Mike died in May, and now it is November. I hated how warm and sunny it was when he
died. It should have been a torrential
blizzard. No one should die when flowers
are in bloom. No one should die the week
that summer vacation starts. All of
those children screaming bloody murder as they bust out of school house doors,
making pirate ships out of low tree bows and knowing that almost three months
is still forever when you’re nine.
Meanwhile, there is a full chapel of confusion listening to a proxy for
God try to tell us about some other version of Eternity. One that seems final. Not an IS but a WAS. Remembering to speak in past tense. And all the saved souls and Christ’s tears
and thirty something’s wearing the only suits they own to show up to some
silliness that won’t help make sense to any of this. Then I prayed for the summer to end.
We have this fire pit.
HAD, actually. We are leaving
this house in two days. I remember when
Mike brought us down to see the house for the first time. After all the hard work he had put into
fixing the place up, he never wanted to live in it. I think after that first, year, he always
referred to it as ‘our’ house. We moved in during a magic spring, with everything
green and swaying in the breeze of new beginnings. And you only get to feel those once, during a
time before you can know what’s around the next corner. With my wife, who was only a girlfriend at
the time, and our dog, who was only a pup then, we brought all of the meager
belongings we had, bought a hammock and strung lights in the tall trees. It was nice.
We stayed for years. Barbecued
meat, sang songs, opened presents and drank till the sun came up. Friends moved into the vacant houses on the
other sides of the fence. We made plans
to plant new trees. We painted rooms and
stayed there longer than I have ever lived somewhere since I left my mother’s
house. Now the ground is frozen and we
are leaving. And the lights in the trees
have only a bulb or two that aren’t burnt out and the hammock rotted after we
forgot to take it down when the seasons changed. But there is still this fire pit.
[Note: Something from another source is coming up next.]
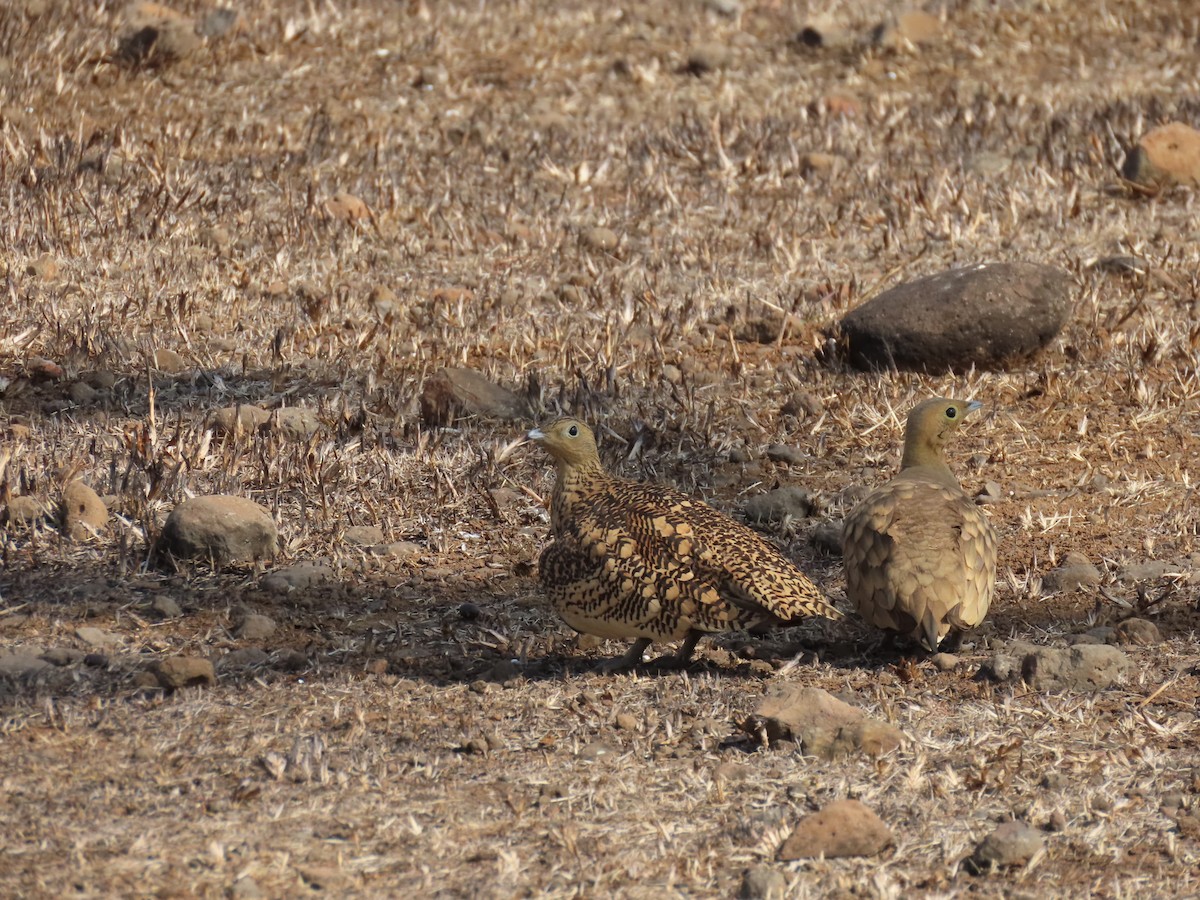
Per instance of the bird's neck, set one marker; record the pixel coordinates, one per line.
(574, 481)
The one that Tory and I built from old adobe
brick we saved from a gutted house one March weekend. It is beautiful. It was our totem. Like pagans or savages, we sacrificed one
heaping pile of wood after another during those long summer nights. Any photos I have of this place, the parties
we had, the friends we saw, they are all illuminated by a firelights orange
glow. I remember when Mike told me that
we might as well fill in the fire pit, since everyone was growing up, and he
wouldn’t be around that much anymore. As
our resident drunken madman and landlord, Mike felt that it was he who was
keeping us up nights howling at the moon and lighting bonfires. And in a way, I guess he was right. Every fire that was lit after he died that
summer was somehow in memory of Mike.
Every movement that was made was a memorial. Every party thrown, a wake. Even months after his funeral, the simple
gesture of picking up beer bottles from around the pit or rearranging the lawn
chairs seemed like a sacred task with some weight to it. The houses here are still his, no matter what
the bank says. And the fire pit will
stay long after we are gone. It doesn’t
bother me to think that all of this has ended.
I now feel so far from the way it was before that I can’t even feel the
shock of change. And the changing of my
life has been like this blizzard, sweeping in so quick that I forgot what it
was like to be warm, and only have photos to remind me how we were before.